A few things I noticed about auto-enrollment is that once the policy is received by the client, it will not automatically start the enrollment process. There is some delay built-in to the mechanism that seems to randomize this from a few minutes to a few hours.
If enrollment fails (because not all requirements are met), it will retry 3 times with a 15 minute interval.
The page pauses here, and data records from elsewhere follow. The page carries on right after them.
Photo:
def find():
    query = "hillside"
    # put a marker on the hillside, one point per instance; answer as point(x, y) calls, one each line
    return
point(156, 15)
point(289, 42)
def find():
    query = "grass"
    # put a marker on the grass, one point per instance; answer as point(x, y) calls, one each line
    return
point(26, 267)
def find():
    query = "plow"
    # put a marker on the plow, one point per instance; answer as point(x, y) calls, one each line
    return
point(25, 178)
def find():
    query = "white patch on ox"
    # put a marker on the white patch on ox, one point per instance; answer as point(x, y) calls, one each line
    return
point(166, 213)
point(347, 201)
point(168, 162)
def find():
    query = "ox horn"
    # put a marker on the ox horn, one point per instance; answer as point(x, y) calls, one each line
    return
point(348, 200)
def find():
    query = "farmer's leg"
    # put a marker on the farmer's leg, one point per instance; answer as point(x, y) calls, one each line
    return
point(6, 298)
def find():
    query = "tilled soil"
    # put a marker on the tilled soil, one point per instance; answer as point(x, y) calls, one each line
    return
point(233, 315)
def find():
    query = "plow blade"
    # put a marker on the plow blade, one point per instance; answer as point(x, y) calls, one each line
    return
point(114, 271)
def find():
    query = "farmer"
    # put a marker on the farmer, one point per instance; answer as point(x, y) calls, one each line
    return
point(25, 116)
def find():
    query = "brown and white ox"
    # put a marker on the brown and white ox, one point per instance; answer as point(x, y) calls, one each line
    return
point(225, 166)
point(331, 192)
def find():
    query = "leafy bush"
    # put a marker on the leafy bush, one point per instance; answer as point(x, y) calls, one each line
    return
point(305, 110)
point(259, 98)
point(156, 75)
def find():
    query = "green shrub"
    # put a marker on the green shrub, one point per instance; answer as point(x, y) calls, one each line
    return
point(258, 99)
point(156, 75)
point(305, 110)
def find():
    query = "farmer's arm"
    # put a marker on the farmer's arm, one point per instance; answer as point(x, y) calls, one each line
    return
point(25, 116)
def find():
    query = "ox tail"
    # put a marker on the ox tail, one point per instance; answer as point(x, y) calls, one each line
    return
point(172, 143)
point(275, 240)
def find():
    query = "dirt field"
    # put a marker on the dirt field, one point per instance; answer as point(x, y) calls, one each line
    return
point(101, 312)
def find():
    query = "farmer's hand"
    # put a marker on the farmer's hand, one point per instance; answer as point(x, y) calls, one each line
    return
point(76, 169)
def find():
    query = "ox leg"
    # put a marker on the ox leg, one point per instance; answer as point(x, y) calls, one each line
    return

If after that it still didn’t succeed in enrolling, it will not try again until the computer is rebooted (or the sms agent host got restarted).
If, like me, you are a very patient person, you can sit out the time for the auto-enrollment to kick-in.
However, if you want to speed things up, for the sake of testing, you can always trigger the enrollment yourself.
The proper way to do this would be to open admin command-prompt (admin needs to be the same user that enrolled the device in Azure AD) and navigating to c:\windows\System32
Then run : “DeviceEnrollment /c /AutoEnrollMDM”
The command itself won’t give any feedback but you should see some results in the Eventlog (Microsoft / Windows / DeviceManagement-Enterprise- Diagnostics-Provider / Admin).
Look for EventID “75 - Auto MDM Enroll: Succeeded”
If all goes well, your device should now be registered in Intune and still managed by ConfigMGr. The easiest to verify this is by logging into Intune and going to your devices node.
Click “All Devices” and you should see all registered devices in Intune. The device that just enrolled should be there and in the “Managed By” column, it should be marked as “MDM/ConfigMGr Agent”
The CoManagementHandler.Log should show something similar to this :
That’s it for today ! Enjoy Reading.